I find a rotation more logical ... it would do what I as a user would do manually in a display program without any messing up.

Are there any restraints that differentiate between CG1 and CG2 in valine?

True ... because they are chemically equivalent and the VAL restraint dictionaries (being standard amino acids) have been "normalised". So we have e.g. for Engh&Huber:

GEOMETRY VAL ANGLE 109.0 3.0 CB CG1 HG11
GEOMETRY VAL ANGLE 109.0 3.0 CB CG1 HG12
GEOMETRY VAL ANGLE 109.0 3.0 CB CG1 HG13
GEOMETRY VAL ANGLE 109.0 3.0 CB CG2 HG21
GEOMETRY VAL ANGLE 109.0 3.0 CB CG2 HG22
GEOMETRY VAL ANGLE 109.0 3.0 CB CG2 HG23

But if you would generate the restraints afresh (e.g. with Grade) you get

VAL CB CG1 HG11 111.2 3.0 VAL CB CG1 HG12 112.5 3.0 VAL CB CG1 HG13 113.3 3.0

VAL CB CG2 HG21 112.9 3.0 VAL CB CG2 HG22 112.5 3.0 VAL CB CG2 HG23 111.5 3.0

I.e. very slightly different angles for the different hydrogens - and now they CG1/CG2 are not equivalent any more. This is what comes back from the CSD and it might not be very sensible (definitely not in this case - which is why we have curated Engh&Huber dictionaries) ... but for generic compounds that manual inspection or automatic curation might not happen at all.
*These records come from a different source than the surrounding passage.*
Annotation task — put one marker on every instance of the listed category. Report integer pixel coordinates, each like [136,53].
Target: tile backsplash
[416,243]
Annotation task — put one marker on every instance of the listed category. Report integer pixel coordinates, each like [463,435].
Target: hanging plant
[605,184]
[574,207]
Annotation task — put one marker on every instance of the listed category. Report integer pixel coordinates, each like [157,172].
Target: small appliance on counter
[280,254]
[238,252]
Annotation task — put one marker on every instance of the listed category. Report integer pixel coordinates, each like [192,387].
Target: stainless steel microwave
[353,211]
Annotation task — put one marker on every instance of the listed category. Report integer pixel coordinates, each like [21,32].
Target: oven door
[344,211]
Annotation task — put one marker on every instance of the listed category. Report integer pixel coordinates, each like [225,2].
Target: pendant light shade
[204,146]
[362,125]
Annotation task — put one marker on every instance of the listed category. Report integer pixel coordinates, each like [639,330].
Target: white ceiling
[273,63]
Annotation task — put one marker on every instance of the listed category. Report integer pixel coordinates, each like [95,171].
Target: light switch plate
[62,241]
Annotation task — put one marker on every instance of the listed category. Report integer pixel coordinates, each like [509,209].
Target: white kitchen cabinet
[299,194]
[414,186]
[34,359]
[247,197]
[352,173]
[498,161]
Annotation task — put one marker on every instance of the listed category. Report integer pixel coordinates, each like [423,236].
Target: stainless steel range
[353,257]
I was also thinking more of rotamer libraries (as well as NCS-relations): those will use atom naming and a swap that is not a rotation could confuse them. In general I would always expect a VAL to look like this:

https://www.rcsb.org/ligand/VAL

and not having CG1/CG2 (plus hydrogens) swapped.

Have you had a look at BALL yet? Maybe it doesn't do exactly what you are looking for, but I really like it and have used it in multiple projects so far. Yes, documentation is a bit scattered, but it has some examples e.g. here: https://github.com/BALL-Project/ball/wiki/RMSD

I don't think I can connect the two libraries,

Probably not ...

but I could borrow some ideas, such as having a class similar to AtomBijection in BALL.
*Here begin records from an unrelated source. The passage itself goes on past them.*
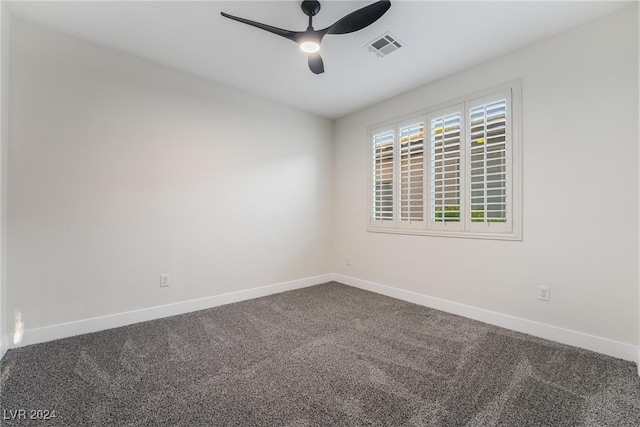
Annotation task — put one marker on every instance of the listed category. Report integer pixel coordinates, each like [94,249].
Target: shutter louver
[445,168]
[383,176]
[488,162]
[412,172]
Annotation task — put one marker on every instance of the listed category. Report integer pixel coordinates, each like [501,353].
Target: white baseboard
[65,330]
[542,330]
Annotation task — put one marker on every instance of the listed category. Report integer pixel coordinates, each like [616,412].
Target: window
[462,178]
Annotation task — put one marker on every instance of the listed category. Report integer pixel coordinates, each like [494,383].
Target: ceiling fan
[310,39]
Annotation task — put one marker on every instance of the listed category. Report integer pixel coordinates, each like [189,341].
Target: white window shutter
[411,175]
[383,178]
[446,135]
[489,165]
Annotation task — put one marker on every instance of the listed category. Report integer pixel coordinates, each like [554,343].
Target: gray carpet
[325,355]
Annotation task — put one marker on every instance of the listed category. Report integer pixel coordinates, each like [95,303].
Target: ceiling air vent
[384,45]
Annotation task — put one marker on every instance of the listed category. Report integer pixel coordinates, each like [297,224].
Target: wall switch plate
[165,280]
[544,293]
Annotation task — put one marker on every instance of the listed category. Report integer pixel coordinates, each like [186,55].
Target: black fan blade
[315,63]
[291,35]
[359,19]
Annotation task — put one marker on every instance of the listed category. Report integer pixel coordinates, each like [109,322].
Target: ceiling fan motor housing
[310,7]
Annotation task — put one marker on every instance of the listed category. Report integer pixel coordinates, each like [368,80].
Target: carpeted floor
[324,355]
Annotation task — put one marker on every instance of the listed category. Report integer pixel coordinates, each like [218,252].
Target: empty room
[335,213]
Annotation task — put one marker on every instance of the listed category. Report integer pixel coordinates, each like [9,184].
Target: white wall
[4,137]
[580,195]
[121,170]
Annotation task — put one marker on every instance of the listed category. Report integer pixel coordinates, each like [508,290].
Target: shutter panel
[411,196]
[488,162]
[382,198]
[445,167]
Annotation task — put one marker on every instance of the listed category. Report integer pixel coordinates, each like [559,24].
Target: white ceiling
[441,38]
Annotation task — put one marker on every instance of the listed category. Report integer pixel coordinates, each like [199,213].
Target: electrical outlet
[544,293]
[165,280]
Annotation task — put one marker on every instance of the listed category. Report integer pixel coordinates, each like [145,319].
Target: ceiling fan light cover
[310,46]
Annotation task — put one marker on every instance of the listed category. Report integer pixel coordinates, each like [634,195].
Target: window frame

... sounds interesting, yes.

Cheers

Clemens

--

*--------------------------------------------------------------

wojdyr commented 3 years ago

Do you know an algorithm that can find all rotations for any small molecule?

CV-GPhL commented 3 years ago

Hi Marcin,

do you mean all internal (torsion) rotations? Wouldn't you need a dictionary for that?

Cheers

Clemens

On Mon, Jan 25, 2021 at 07:36:05AM -0800, Marcin Wojdyr wrote:

Do you know an algorithm that can find all rotations for any small molecule?

-- You are receiving this because you commented. Reply to this email directly or view it on GitHub: https://github.com/project-gemmi/gemmi/issues/43#issuecomment-766901353

--

*--------------------------------------------------------------

wojdyr commented 3 years ago

do you mean all internal (torsion) rotations? Wouldn't you need a dictionary for that?

I meant how to use rotations instead of atom swapping in general case?

chmnk commented 2 years ago
* for **subgraph isomorphism**: codes such as vf2/[vf3](https://github.com/MiviaLab/vf3lib) and [RI](https://github.com/InfOmics/RI)

Hi Conor and Marcin, since the issue is still open, would like to add that symmetry-adapted RMSD computation of small molecules is nicely done in RDKit (CalcRMS and GetBestRMS with alignment) based on the VF2 algorithm. Some benchmarking was also done a while ago (Systematic benchmark of substructure search in molecular graphs - From Ullmann to VF2) (maybe there are more recent papers on it).